The goal of this page is to describe how those three concerns interlock, what APIs and engines are available, and which failure modes are documented in the source.

## Data Operations: Put, Commit, and Search

The public surface is intentionally narrow. `Memvid::create(path)` opens a new capsule, `put_bytes_with_options(...)` appends a frame with metadata (title, URI, tags, labels), and `commit()` flushes the embedded WAL and index segments [Source: [README.md](https://github.com/memvid/memvid/blob/main/README.md)]. Reads go through `Memvid::search(SearchRequest)`, which returns a ranked list of `SearchHit` records with snippets, ranks, and metadata.

Search execution is layered.
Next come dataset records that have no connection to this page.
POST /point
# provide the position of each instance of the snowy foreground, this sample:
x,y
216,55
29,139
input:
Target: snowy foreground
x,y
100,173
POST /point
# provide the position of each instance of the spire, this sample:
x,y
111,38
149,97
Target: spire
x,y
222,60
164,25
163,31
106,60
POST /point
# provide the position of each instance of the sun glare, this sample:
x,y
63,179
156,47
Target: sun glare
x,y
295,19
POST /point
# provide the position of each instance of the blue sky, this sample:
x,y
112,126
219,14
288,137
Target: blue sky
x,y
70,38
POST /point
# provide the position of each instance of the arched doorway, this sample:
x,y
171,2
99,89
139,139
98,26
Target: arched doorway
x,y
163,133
A request first dispatches to a sketch-based pre-filter when the `lex` feature is enabled, which generates candidates in microseconds and then hands them off to either the Tantivy engine or the lex BM25 fallback for reranking [Source: [src/memvid/search/mod.rs](https://github.com/memvid/memvid/blob/main/src/memvid/search/mod.rs)]. The sketch pre-filter is parameterized by `hamming_threshold` and `max_candidates`, which is set to `top_k * 10` (or 500) to keep recall high before BM25 prunes noise [Source: [src/memvid/search/mod.rs](https://github.com/memvid/memvid/blob/main/src/memvid/search/mod.rs)].
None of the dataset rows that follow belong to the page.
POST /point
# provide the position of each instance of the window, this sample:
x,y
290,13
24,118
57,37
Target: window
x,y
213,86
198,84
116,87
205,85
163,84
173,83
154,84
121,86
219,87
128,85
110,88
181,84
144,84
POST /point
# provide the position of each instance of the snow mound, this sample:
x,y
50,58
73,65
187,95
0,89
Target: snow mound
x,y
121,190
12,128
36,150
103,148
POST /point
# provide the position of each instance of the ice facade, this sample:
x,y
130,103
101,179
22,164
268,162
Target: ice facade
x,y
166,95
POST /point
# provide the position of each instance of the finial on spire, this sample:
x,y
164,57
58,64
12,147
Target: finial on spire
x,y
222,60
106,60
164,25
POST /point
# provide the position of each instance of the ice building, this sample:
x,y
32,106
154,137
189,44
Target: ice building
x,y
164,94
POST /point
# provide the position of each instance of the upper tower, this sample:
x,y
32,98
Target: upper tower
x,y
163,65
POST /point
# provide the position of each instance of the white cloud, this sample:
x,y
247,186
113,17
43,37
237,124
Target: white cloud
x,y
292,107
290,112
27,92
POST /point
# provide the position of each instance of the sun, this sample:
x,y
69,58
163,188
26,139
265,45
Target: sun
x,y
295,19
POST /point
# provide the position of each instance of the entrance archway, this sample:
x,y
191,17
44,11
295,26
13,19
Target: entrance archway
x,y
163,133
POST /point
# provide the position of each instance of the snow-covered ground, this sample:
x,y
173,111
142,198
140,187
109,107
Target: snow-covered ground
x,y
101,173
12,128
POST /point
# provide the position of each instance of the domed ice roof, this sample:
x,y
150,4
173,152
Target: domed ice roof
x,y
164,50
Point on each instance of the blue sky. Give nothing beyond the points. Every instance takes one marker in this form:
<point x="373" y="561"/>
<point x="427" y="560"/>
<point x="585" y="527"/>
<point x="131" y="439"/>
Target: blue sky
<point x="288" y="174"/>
Adaptive retrieval is exposed through the `search_with_adaptive` flow, which dynamically expands `top_k` based on score distribution rather than returning a fixed window [Source: [src/memvid/search/api.rs](https://github.com/memvid/memvid/blob/main/src/memvid/search/api.rs)]. This matters when answers span multiple chunks of the same document, because a hard cut-off can drop the supporting context.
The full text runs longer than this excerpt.